Airborne Spread
Summaries and distillation of the current research that has been done and broadly circulated was a study done by a PhD at UMass that provided insight in particular to how airborne spread. Erin Bromage PhD provides the following:
A formula: Exposure to Virus x time = infection. provides a very insightful look at exactly how the virus spreads the the extent to which you are at risk in a variety of settings.
Most people get infected in their own home. A household member contracts the virus in the community and brings it into the house where sustained contact between household members leads to infection.
In order to get infected you need to get exposed to an infectious dose of the virus; based on infectious dose studies with MERS and SARS, some estimate that as few as 1000 SARS-CoV2 viral particles are needed for an infection to take hold. (this still needs to be determined experimentally, but we can use that number to demonstrate how infection can occur) Infection could occur, through 1000 viral particles you receive in one breath or from one eye-rub, or 100 viral particles inhaled with each breath over 10 breaths, or 10 viral particles with 100 breaths. Each of these situations can lead to an infection.
Some highlights.
- A cough can hang in the air for minutes.
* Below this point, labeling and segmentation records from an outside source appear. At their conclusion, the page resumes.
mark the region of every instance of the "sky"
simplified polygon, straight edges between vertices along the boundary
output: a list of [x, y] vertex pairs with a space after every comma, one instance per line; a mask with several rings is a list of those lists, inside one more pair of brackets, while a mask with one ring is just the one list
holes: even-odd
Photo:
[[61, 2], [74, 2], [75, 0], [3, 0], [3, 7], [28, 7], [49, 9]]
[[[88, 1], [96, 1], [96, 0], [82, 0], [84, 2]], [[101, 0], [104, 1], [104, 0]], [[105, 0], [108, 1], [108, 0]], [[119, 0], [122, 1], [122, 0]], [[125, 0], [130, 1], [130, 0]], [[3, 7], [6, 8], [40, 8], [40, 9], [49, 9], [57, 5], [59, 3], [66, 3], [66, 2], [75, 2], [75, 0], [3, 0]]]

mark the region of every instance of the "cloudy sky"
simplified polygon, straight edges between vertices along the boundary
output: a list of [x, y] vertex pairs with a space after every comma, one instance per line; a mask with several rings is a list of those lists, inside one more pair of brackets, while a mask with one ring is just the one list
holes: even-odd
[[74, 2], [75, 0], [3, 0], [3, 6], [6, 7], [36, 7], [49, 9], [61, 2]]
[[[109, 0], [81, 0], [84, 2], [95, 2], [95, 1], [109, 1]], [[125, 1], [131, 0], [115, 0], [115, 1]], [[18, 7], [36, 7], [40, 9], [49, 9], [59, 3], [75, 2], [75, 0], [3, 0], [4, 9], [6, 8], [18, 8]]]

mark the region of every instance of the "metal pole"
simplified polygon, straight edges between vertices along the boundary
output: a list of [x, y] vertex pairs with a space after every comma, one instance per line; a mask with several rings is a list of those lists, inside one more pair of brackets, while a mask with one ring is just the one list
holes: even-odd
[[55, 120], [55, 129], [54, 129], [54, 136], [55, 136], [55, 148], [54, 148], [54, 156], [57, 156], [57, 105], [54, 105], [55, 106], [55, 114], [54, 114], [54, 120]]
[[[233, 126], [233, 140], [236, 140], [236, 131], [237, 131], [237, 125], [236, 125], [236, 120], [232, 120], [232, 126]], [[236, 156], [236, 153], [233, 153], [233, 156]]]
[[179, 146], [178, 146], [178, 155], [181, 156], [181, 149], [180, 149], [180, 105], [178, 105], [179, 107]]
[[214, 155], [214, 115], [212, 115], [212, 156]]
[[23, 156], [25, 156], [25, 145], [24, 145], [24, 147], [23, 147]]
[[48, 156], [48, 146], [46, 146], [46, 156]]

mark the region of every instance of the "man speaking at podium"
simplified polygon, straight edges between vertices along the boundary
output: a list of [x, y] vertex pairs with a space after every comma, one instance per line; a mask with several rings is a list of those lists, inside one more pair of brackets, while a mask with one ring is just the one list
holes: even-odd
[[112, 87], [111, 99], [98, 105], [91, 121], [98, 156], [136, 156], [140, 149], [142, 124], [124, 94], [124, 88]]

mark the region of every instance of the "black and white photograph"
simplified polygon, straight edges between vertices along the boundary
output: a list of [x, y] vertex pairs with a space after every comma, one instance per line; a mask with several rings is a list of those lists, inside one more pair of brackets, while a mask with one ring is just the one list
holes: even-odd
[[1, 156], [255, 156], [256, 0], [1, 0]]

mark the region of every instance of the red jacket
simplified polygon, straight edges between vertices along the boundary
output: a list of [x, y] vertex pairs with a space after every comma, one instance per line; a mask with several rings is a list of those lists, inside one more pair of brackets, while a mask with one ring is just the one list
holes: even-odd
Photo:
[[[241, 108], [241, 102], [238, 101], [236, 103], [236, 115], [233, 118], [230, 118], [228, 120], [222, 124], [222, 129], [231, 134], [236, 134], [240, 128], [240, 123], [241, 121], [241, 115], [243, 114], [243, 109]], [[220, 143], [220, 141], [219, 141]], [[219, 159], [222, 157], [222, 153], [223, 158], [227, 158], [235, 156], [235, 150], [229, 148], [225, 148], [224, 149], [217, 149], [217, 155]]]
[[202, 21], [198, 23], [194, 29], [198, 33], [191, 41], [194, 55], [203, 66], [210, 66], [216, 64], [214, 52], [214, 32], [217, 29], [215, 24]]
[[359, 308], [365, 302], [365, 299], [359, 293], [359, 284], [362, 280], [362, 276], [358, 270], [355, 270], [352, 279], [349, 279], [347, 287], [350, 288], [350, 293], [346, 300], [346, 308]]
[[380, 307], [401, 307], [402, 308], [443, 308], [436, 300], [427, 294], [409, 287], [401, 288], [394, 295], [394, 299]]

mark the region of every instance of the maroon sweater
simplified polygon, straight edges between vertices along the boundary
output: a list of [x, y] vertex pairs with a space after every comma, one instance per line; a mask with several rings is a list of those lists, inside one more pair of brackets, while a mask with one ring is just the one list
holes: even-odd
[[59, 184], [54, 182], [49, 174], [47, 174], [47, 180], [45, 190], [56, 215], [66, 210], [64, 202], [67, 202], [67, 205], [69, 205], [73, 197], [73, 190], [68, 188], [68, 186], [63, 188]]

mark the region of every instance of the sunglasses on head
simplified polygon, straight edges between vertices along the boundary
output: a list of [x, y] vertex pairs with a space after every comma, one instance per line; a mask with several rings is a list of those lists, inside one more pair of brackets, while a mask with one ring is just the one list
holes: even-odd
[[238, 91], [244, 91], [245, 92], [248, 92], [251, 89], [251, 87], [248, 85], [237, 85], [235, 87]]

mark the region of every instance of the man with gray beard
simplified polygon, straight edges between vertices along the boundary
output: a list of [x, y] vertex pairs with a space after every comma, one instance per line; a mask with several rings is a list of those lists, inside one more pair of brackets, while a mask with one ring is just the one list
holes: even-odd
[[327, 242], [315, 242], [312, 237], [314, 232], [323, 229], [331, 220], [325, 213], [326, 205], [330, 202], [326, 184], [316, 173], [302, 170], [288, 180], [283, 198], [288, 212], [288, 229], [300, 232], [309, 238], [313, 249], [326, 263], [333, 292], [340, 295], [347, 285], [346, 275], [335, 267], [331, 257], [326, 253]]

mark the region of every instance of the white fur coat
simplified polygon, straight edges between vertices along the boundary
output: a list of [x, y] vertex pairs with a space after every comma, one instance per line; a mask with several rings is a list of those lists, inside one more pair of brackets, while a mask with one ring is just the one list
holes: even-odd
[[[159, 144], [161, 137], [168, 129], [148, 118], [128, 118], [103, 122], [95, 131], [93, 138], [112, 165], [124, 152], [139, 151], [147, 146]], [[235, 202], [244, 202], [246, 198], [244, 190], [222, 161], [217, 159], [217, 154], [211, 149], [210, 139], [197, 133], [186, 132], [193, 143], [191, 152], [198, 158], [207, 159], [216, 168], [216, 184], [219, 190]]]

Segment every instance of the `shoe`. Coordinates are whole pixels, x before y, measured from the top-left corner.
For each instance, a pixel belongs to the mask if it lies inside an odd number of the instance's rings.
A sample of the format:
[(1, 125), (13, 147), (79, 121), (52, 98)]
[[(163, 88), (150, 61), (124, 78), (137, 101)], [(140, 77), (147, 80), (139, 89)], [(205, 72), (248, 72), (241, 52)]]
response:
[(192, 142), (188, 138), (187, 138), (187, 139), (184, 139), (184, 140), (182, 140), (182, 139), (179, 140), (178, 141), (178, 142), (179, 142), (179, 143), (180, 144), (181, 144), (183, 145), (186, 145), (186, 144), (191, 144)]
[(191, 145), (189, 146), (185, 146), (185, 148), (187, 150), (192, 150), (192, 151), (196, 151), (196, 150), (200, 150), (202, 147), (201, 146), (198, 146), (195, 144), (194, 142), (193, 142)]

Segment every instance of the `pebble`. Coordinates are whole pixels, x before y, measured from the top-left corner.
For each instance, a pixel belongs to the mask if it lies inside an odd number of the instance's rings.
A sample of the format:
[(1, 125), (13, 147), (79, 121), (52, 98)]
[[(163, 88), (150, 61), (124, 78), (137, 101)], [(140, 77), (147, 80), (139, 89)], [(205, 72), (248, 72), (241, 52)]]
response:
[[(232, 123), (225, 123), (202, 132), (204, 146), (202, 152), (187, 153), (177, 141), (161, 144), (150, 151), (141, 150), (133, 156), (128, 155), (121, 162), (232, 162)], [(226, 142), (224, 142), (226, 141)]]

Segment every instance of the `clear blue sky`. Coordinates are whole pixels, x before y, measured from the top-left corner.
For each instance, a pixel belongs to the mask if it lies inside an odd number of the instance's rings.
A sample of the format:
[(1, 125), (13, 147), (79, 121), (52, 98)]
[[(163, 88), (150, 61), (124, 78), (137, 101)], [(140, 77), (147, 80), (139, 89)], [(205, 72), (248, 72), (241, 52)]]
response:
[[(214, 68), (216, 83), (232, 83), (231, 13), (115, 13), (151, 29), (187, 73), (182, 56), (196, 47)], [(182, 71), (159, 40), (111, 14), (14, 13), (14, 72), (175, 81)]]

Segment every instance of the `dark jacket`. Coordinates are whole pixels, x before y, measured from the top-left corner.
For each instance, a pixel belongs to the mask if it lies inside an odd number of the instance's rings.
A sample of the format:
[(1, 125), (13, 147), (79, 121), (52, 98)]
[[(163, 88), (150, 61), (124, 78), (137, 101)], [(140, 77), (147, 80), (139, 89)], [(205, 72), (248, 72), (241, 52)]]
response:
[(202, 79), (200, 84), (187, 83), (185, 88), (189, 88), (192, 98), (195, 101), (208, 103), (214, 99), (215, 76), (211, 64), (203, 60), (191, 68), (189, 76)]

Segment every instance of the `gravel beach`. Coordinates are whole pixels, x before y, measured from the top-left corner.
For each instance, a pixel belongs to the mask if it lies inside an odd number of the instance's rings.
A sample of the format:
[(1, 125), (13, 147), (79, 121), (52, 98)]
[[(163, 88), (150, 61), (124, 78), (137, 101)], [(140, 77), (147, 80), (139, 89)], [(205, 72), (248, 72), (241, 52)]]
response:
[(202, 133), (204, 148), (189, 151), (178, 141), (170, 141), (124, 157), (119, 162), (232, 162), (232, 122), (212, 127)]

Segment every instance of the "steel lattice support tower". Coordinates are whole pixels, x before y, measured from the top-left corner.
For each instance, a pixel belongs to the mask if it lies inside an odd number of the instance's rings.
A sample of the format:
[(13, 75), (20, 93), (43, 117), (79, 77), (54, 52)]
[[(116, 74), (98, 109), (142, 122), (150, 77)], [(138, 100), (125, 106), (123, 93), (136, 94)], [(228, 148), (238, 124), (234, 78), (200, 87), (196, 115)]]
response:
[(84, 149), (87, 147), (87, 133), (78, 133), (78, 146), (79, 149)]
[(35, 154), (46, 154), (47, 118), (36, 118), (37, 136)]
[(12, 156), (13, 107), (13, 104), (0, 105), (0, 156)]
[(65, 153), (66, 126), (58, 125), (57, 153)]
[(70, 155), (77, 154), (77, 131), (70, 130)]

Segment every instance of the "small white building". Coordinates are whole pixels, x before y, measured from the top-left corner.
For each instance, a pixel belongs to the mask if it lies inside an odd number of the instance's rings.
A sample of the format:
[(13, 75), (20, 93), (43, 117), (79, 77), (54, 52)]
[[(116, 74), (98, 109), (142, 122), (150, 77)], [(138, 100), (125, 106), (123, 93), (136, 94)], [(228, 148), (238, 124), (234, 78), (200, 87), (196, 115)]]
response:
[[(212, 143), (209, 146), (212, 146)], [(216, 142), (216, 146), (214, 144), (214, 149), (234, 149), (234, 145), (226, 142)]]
- Breathing emits particles
- A sneeze releases 30,000 droplets. They can travel across a room.
- If infected a sneeze can deliver 200 million droplets
- A breath can releases 50 to 5000 droplets.
- But with general breathing, 20 copies per minute into the environment, even if every virus ended up in your lungs, you would need 1000 copies divided by 20 copies per minute = 50 minutes.
- Speaking increases the release of respiratory droplets about 10 fold; ~200 copies of virus per minute. Again, assuming every virus is inhaled, it would take ~5 minutes of speaking face-to-face to receive the required dose.